The conflicts result in large numbers of children being affected, including suffering psychological trauma, being orphaned, wounded or even killed, especially in India’s north-east and highly-militarised Manipur. Child soldiers are also used in the states of Jammu and Kashmir, Assam, Nagaland, Meghalaya, Tripura, Sikkim, Karnataka and Andhra Pradesh, by both the state and anti-state groups. Children are often recruited from tribal communities, as these are frequently located in conflict zones. In anti-state militias, girls are reportedly being used for sexual gratification. A common strategy used by both sides to these conflicts is to recruit children aged around 14, as their age can easily be covered up.

The situation in Chhattisgarh State is of particular concern. State-sponsored militias usually recruit children by promising them future jobs with the State police department. A paramilitary group called the Salwa Judum also employs children as ‘Special Police Officers’. The Naxalites also have a child soldiers’ wing, called the Bal Mandal (or Child Forum).

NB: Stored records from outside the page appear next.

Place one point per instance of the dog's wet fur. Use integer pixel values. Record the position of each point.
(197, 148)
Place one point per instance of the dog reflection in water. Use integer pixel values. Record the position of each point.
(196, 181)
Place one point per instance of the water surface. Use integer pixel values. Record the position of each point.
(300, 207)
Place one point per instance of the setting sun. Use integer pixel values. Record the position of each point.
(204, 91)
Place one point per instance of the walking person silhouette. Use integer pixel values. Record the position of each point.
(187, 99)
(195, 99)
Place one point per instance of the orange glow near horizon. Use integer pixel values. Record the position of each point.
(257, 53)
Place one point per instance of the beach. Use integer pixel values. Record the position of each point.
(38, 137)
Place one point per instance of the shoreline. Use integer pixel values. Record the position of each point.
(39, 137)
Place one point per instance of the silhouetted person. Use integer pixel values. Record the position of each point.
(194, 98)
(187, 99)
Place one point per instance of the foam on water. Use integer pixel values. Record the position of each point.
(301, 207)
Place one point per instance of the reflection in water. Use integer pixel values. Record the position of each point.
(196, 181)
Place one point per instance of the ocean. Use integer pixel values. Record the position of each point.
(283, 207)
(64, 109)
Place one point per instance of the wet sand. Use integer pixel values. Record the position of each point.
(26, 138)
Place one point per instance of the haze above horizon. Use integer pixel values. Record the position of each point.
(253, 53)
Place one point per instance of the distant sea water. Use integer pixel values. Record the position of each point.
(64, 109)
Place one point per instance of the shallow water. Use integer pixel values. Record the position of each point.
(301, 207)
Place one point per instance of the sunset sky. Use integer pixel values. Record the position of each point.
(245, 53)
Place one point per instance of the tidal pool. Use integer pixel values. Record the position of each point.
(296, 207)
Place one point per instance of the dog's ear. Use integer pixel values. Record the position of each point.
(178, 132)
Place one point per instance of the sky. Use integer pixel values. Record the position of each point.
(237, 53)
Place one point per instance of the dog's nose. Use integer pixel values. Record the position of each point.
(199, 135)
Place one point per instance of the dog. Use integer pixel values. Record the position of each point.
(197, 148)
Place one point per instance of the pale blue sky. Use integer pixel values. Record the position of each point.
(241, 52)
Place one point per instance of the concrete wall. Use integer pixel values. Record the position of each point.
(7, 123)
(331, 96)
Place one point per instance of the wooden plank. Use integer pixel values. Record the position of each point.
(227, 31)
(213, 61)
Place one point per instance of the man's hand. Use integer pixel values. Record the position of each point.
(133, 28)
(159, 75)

In 2004, the UN Committee on the Rights of the Child urged the Indian government to ensure investigations into allegations of the use of child soldiers in the State of Jammu and Kashmir and India’s north-eastern states.


International and National Framework in India on Children in armed conflicts

International Framework

The UN CRC contains several articles that specifically refer to this issue, namely article 38 on armed conflict and article 39 on the rehabilitative care of child victims of armed conflicts.

The Optional Protocol on the Involvement of Children in Armed Conflict (2002) outlaws the involvement of children under age 18 in hostilities. As well as requiring States to raise the age of compulsory recruitment and direct participation in conflict to 18, the Optional Protocol requires States parties to raise the minimum age for voluntary recruitment beyond the current minimum of 15.

Humanitarian Law

The principles and provisions to protect children in armed conflict are laid out in the Geneva Conventions (1949) and their Additional Protocols (1977), the Convention on the Rights of the Child (1989) and its Optional Protocol on the involvement of children in armed conflict (2000), and the Rome Statute (1998) of the International Criminal Court.

More information on these Convention and Protocols: www.icrc.org

National Framework

- The Juvenile Justice (Care and Protection) Act 2000 deals with children in need of care and protection. According to 2 (d), a “child in need of care and protection” means a child who is victim of any armed conflict, civil commotion or natural calamity.